Title: The Relation of Skeletal Malocclusion and Airway Volumes: A Cross‐Sectional Study
Description:
Aim: This study evaluated the relationship between airway volume and skeletal malocclusion.
Methods: This study was a cross‐sectional analytical study obtaining 450 cone‐beam computed tomography (CBCT) images from the archives of a private clinic taken by the Sirona Galileos Comfort Plus, Dentsply Sirona, Germany device, following the Fast‐Scan protocol with 14 s exposure time, FOV = 15 × 15 cm, kV = 98, and mA = 3.

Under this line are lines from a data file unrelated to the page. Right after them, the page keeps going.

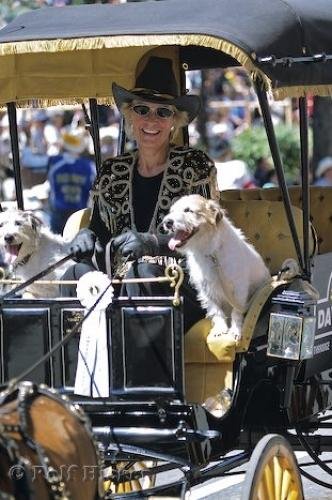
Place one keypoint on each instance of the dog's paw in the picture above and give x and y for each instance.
(235, 332)
(219, 326)
(289, 269)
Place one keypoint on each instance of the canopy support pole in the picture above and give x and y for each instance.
(305, 183)
(121, 137)
(11, 110)
(275, 152)
(95, 132)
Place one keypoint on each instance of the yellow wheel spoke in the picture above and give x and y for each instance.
(286, 481)
(293, 495)
(277, 472)
(268, 479)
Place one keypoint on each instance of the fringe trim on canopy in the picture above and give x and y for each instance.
(123, 41)
(301, 91)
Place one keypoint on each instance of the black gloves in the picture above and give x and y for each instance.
(134, 245)
(83, 245)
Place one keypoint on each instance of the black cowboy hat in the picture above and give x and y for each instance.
(157, 83)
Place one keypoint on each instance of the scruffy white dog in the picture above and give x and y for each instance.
(224, 268)
(30, 247)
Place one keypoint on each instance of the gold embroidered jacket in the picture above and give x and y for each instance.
(189, 171)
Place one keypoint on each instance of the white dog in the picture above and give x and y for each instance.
(224, 268)
(30, 247)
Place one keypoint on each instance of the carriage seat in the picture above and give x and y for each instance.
(320, 207)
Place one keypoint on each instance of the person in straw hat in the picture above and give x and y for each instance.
(134, 191)
(71, 175)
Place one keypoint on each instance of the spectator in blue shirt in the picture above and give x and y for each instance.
(71, 175)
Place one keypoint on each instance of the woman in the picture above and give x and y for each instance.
(134, 191)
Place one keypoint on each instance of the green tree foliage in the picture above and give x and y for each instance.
(252, 144)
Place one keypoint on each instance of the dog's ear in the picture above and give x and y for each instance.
(215, 212)
(35, 221)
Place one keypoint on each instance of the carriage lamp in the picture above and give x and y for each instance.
(292, 326)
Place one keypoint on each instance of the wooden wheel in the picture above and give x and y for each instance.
(273, 473)
(139, 483)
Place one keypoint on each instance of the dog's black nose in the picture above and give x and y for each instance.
(9, 238)
(169, 224)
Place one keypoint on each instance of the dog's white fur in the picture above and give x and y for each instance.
(224, 268)
(29, 248)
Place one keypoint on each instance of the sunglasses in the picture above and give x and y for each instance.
(144, 110)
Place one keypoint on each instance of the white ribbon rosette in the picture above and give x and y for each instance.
(92, 373)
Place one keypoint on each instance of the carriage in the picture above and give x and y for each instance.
(274, 387)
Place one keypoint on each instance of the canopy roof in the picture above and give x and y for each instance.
(67, 54)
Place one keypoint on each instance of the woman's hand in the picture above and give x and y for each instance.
(83, 245)
(134, 245)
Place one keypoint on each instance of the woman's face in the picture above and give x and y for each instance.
(151, 130)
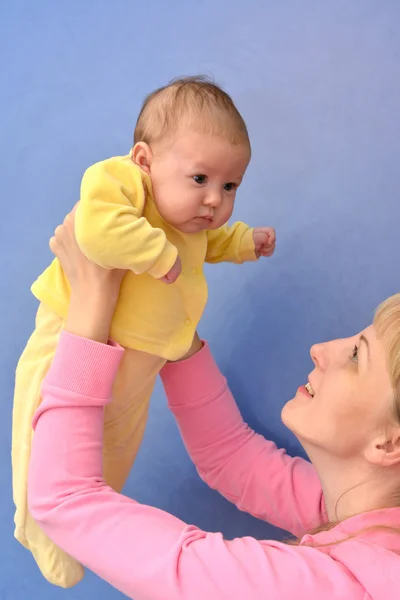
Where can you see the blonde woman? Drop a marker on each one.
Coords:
(343, 509)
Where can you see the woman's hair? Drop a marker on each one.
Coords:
(387, 328)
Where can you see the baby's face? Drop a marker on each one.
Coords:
(195, 177)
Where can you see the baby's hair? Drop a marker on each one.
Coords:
(195, 102)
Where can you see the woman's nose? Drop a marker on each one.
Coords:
(319, 355)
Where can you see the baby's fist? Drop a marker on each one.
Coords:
(173, 273)
(264, 241)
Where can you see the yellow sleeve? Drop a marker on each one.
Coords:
(109, 225)
(230, 244)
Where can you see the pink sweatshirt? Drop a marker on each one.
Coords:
(149, 554)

The CBCT images were from adults aged 17–39 years with a normal pattern in their vertical growth (SN‐GO.
GN = 32 ± 5), with no history of orthognathic or rhino surgery, no syndromes, no previous trauma, and no pathologies along the airway and pharynx detectable in the images.
CBCT images with radiographical artifacts and low quality or resolution were excluded from the study.
The total pharyngeal volume (TPV) was measured from the superior part of the PNS (posterior nasal spine) parallel to the standard horizontal plane to the anterior–inferior part of the C4 vertebra, parallel to the standard horizontal plane.
Velopharynx volume (VPV) was measured from the superior part of the PNS to the inferior border of the soft palate.
Glossopharynx volume (GPV) was measured from the inferior border of the soft palate to the superior tip of the epiglottis.
The volumes were reported in mm3.
To analyze data, SPSS version 22.
0 (IBM Corp, Armonk, NY, USA) was used.
ANOVA and Tukey’s post hoc test were applied.
Results: The results revealed that the mean total pharyngeal airway volume and velopharyngeal airway volume were significantly larger in Class III patients compared to Class II and Class I patients.
Also, in Class I patients, the mean total pharyngeal airway volume and velopharyngeal airway volume were significantly greater than in Class II patients.
The glossopharynx airway volume was significantly different between Class II and Class III patients, so the glossopharynx airway volume was significantly greater in Class III patients than in Class II patients.
Conclusion: The results showed that there is a relationship between skeletal malocclusion and airway volumes.